Le détecteur : L'expérience H.E.S.S. située en Namibie, dans le sud-ouest de l'Afrique, utilise quatre télescopes de 13 m de diamètre qui forment actuellement le détecteur de gamma de très haute énergie le plus sensible au monde. Les rayons gamma qui pénètrent dans l'atmosphère génèrent une cascade de particules. Ces particules émettent un flash, ne durant que quelques milliardièmes de seconde, de lumière bleue peu intense, appelée lumière Tcherenkov. Cette lumière est réfléchie par des miroirs de 107 m2 puis enregistrée par des caméras ultra-sensibles. Chaque image donne la position dans le ciel d'un photon gamma, et son énergie. Les objets célestes émettant un rayonnement gamma sont cartographiés avec H.E.S.S. à partir des directions d'arrivée dans le ciel de chaque photon gamma.

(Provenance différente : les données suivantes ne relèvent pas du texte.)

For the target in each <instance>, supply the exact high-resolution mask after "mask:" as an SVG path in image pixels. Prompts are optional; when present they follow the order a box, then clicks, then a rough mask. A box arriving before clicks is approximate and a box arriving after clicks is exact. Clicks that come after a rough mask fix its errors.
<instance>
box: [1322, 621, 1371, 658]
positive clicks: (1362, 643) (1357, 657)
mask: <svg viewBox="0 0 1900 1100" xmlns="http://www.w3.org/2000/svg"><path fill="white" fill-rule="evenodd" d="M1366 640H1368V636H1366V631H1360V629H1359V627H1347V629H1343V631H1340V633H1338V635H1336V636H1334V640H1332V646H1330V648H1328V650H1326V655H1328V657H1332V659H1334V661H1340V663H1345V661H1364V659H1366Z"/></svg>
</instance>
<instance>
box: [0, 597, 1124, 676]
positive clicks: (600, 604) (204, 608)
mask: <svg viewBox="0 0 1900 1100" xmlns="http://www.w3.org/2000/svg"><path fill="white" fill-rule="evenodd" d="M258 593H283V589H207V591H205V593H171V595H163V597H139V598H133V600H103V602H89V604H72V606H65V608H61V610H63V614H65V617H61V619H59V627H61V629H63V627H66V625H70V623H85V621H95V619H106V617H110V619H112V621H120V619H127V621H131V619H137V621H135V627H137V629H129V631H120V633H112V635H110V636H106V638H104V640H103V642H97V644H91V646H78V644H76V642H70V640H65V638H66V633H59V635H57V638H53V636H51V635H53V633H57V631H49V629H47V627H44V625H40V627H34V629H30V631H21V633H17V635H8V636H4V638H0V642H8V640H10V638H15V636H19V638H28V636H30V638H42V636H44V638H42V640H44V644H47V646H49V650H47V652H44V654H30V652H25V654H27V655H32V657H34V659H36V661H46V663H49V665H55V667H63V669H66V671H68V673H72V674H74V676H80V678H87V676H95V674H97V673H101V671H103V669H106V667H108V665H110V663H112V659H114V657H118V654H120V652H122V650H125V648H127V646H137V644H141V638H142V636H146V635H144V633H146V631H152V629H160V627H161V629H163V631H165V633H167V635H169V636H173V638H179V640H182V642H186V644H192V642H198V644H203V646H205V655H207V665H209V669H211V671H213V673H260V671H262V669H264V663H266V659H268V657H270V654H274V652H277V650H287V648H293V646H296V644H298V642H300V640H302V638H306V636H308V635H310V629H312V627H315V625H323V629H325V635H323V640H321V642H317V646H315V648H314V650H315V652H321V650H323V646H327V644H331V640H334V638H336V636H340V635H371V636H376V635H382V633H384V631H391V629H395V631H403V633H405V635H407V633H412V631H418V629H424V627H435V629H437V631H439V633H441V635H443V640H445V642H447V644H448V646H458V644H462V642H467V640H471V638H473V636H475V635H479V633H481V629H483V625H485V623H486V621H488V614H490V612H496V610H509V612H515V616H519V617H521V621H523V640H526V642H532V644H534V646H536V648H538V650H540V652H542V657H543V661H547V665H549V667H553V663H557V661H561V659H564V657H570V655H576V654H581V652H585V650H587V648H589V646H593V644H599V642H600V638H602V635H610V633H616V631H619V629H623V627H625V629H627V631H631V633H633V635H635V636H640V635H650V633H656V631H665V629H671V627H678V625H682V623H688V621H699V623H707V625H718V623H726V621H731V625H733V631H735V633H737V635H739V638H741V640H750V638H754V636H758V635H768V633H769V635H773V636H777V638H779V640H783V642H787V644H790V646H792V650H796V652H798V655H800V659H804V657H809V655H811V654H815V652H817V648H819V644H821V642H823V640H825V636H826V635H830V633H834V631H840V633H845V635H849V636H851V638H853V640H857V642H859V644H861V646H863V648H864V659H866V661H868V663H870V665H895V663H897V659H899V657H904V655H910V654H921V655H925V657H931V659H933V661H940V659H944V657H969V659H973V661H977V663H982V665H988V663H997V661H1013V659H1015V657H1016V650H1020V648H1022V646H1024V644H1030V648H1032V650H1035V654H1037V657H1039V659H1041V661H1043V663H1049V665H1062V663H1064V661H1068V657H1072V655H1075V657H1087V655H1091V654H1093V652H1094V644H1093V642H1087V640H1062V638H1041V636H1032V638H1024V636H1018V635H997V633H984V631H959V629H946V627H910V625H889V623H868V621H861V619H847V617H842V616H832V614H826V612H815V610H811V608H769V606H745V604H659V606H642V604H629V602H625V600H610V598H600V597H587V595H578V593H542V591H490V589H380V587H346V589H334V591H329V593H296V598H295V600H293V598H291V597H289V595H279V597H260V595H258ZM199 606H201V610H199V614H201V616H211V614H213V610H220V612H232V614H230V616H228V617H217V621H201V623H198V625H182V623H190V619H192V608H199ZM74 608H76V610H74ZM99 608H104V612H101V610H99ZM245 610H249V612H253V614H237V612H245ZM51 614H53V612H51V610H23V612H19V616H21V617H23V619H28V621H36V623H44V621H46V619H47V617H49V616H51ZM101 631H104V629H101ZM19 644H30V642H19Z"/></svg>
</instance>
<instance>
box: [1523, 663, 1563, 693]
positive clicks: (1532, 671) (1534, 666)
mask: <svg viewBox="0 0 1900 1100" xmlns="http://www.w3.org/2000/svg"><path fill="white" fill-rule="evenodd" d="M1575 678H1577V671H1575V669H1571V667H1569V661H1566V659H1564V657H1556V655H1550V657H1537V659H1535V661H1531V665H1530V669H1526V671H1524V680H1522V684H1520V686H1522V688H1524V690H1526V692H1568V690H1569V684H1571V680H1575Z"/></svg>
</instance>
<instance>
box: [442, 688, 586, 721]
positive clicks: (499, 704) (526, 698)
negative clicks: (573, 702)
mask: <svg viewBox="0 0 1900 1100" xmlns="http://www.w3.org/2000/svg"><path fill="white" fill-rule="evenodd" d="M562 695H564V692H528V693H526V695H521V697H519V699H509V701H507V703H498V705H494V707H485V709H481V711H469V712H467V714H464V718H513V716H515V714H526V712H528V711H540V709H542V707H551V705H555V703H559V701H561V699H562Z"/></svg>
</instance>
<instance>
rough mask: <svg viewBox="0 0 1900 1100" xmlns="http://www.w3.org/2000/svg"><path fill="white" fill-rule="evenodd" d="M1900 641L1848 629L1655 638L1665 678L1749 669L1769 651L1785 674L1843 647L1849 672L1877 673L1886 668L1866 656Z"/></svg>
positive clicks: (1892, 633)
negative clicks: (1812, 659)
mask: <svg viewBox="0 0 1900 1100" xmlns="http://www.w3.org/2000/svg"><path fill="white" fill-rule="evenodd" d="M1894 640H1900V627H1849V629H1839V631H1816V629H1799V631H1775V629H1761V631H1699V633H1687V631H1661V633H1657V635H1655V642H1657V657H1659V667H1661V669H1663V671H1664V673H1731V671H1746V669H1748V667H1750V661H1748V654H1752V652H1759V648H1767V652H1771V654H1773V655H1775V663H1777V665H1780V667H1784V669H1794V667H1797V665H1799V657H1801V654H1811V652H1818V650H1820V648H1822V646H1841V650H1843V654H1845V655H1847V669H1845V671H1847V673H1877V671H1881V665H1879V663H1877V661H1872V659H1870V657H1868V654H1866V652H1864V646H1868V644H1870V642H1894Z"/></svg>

Projet à venir : Les chercheurs impliqués dans H.E.S.S. sont en train de continuer à améliorer le système de télescopes installé en Namibie. La construction d'un télescope central de plus de 30 m de hauteur est en cours, avec la participation de nouvelles équipes européennes comme celle de la Pologne. Le dispositif plus performant, appelé H.E.S.S-II, sera plus sensible et couvrira une gamme d'énergie plus large permettant ainsi aux chercheurs de H.E.S.S. de détecter des rayons gamma en provenance de quasars encore plus lointains.